El migrante que es víctima de trata de personas, secuestro, amenazas entre otras, pueden obtener una visa humanitaria, la cual es gratuita y se realiza la gestión ante las autoridades del Instituto Nacional de Migración (INM), pudiendo solicitar el apoyo de los funcionarios consulares en la gestión, un beneficio, que muchas veces desconocen los inmigrantes o migrantes, la cual le puede brindar estadía legal en territorio mexicano, obtener CURP, servicios médicos, entre otros.

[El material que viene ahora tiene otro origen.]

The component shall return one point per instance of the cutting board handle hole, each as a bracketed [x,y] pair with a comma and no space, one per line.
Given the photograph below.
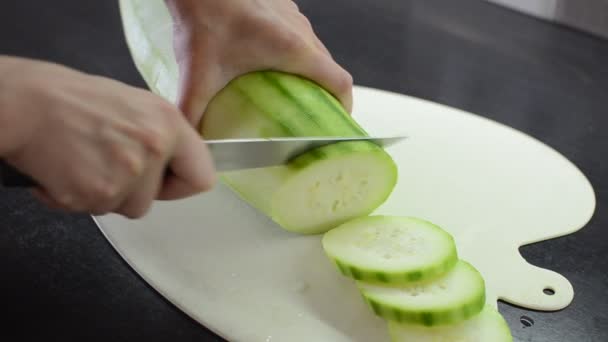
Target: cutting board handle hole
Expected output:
[526,321]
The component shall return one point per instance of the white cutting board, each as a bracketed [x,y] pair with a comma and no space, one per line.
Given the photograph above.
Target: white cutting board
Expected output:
[232,269]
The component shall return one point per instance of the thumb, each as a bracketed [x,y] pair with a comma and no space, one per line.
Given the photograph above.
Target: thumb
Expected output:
[197,86]
[192,169]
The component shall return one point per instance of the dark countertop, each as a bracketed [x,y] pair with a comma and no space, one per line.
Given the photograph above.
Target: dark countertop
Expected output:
[61,280]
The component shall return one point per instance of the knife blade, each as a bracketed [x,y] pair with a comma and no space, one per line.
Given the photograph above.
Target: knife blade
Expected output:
[237,154]
[234,154]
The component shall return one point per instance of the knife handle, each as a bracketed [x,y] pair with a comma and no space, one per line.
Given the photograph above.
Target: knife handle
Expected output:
[10,177]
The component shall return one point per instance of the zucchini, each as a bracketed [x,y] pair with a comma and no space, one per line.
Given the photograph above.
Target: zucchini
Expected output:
[487,326]
[452,298]
[390,249]
[319,189]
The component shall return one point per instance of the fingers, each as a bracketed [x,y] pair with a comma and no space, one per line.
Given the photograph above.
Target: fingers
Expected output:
[198,84]
[192,169]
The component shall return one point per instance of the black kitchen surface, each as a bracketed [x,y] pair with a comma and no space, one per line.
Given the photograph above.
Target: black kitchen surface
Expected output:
[61,280]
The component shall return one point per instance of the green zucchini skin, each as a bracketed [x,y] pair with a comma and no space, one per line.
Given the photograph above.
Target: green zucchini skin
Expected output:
[461,301]
[390,249]
[489,325]
[266,104]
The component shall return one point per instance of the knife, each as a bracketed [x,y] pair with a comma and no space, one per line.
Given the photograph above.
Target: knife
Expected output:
[234,154]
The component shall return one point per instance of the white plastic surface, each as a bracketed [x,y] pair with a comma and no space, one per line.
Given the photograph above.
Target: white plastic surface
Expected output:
[236,272]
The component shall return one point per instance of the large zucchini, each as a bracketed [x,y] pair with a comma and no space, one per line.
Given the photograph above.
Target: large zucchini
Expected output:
[321,188]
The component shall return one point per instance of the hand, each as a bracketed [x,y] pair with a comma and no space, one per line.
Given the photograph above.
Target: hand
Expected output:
[97,145]
[216,41]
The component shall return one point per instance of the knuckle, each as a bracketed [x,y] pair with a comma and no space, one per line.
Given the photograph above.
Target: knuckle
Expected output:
[135,210]
[102,193]
[291,41]
[344,83]
[157,139]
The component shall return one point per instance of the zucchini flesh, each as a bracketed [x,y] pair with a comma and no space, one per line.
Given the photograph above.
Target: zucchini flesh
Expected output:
[319,189]
[452,298]
[390,249]
[487,326]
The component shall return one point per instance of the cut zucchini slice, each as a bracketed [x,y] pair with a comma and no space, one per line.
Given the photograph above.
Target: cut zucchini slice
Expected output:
[390,249]
[487,326]
[455,297]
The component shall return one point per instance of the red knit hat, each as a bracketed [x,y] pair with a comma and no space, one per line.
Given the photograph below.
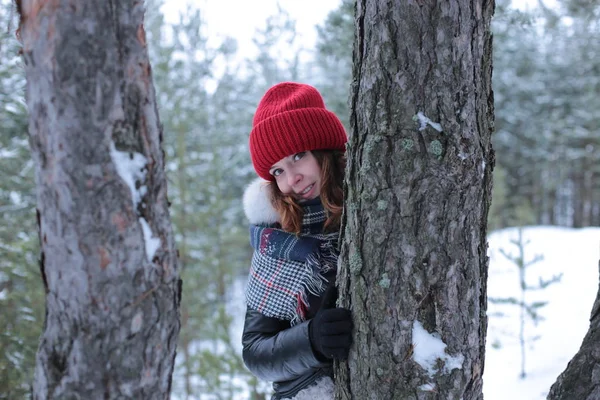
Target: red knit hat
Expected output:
[291,118]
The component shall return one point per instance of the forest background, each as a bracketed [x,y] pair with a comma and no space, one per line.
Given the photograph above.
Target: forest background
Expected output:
[546,85]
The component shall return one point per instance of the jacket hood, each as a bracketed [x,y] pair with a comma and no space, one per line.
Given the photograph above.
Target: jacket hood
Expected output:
[257,203]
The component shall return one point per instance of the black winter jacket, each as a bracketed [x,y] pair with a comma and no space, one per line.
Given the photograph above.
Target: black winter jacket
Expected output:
[277,352]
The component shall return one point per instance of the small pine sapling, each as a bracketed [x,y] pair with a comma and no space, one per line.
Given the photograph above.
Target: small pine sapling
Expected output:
[527,309]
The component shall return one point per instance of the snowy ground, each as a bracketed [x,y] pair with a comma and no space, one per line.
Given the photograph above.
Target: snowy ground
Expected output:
[575,254]
[572,252]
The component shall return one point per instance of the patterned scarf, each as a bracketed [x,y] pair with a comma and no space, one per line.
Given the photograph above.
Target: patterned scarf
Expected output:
[287,267]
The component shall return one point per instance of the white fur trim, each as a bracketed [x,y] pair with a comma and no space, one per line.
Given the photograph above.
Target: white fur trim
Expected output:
[323,389]
[257,203]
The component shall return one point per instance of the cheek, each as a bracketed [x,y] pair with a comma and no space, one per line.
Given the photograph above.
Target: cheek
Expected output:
[282,185]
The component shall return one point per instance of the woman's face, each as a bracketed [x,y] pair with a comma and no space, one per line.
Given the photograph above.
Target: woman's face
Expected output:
[298,175]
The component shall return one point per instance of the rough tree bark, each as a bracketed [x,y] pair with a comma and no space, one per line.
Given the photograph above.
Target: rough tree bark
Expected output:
[417,199]
[581,379]
[109,262]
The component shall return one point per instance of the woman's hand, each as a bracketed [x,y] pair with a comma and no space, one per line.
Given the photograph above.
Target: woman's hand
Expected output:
[330,331]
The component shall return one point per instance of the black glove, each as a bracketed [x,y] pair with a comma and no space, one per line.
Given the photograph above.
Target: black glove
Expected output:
[330,331]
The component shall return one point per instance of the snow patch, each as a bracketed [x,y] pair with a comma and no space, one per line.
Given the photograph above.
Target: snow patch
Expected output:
[429,348]
[130,167]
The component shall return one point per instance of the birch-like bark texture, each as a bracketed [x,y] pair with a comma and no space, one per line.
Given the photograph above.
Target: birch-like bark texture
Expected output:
[112,303]
[417,197]
[581,379]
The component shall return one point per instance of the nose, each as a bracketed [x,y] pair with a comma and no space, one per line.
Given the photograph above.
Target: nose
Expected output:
[293,178]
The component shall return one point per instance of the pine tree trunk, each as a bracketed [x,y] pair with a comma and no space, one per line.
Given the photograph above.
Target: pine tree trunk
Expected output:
[581,379]
[414,246]
[108,262]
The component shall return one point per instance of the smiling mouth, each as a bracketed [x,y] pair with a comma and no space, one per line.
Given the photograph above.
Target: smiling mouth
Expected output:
[305,191]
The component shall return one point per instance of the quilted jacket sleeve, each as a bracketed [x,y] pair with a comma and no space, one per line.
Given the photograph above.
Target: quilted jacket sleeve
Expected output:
[274,351]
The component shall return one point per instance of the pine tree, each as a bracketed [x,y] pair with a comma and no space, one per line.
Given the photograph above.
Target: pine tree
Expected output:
[21,292]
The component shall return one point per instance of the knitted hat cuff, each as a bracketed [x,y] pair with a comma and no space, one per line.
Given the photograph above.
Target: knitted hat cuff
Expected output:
[292,132]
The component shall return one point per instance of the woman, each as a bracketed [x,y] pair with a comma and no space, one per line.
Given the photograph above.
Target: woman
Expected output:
[293,331]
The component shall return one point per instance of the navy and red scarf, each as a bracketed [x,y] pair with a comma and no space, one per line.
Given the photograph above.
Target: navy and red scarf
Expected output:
[287,267]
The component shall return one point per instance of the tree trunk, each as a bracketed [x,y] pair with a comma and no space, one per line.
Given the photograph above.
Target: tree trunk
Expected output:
[108,262]
[417,199]
[581,379]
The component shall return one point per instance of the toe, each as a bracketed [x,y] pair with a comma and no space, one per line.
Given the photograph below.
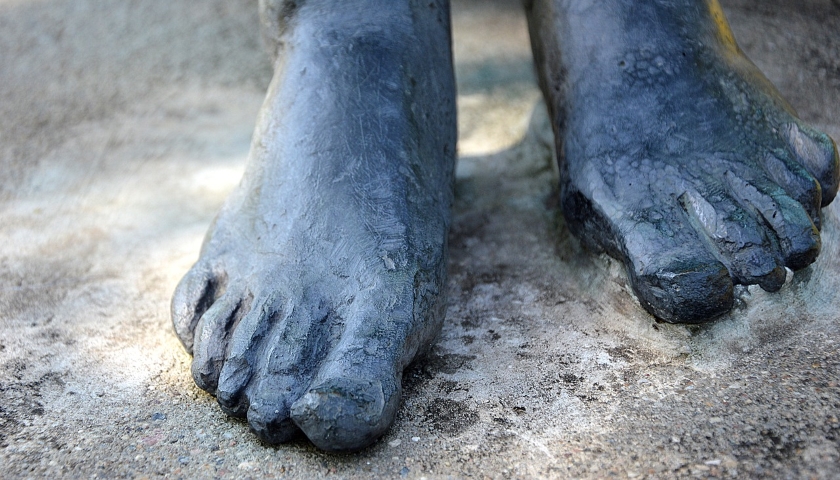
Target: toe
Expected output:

El trabajo conjunto interinstitucional, puede dar el resultado de garantizar los derechos de las personas menores de edad, adolescentes y mujeres que se encuentren en trata de personas, por lo cual se agradece el apoyo que se pueda brindar por parte de la población para denunciar y apoyar a quienes se encuentran en situación de trata de personas.

Para realizar un apoyo en beneficio de connacionales guatemaltecos que se encuentren en esta penosa situación, pueden solicitar el apoyo de las autoridades antes mencionadas, quienes deben brindar la asistencia necesaria en forma diligente y GRATUITA.

Recomendando a los funcionarios de los ministerios de Relaciones Exteriores de los países, el brindarles seminarios de capacitación, conjuntamente con instituciones vinculadas al tema de trata de personas en los diferentes países, principalmente en México, como parte de una modernización de las instituciones, un tema que no se trata con la seriedad necesaria, lamentablemente.

Fernando Castro

Analista Migratorio guatemalteco. Vice Cónsul de Guatemala y Encargado del Despacho, en el Consulado ubicado en Comitán de Domínguez, Chiapas, México, desde 2018 al 2021. Director de Comunicación Social, Consejo Nacional de Atención al Migrante de Guatemala, CONAMIGUA.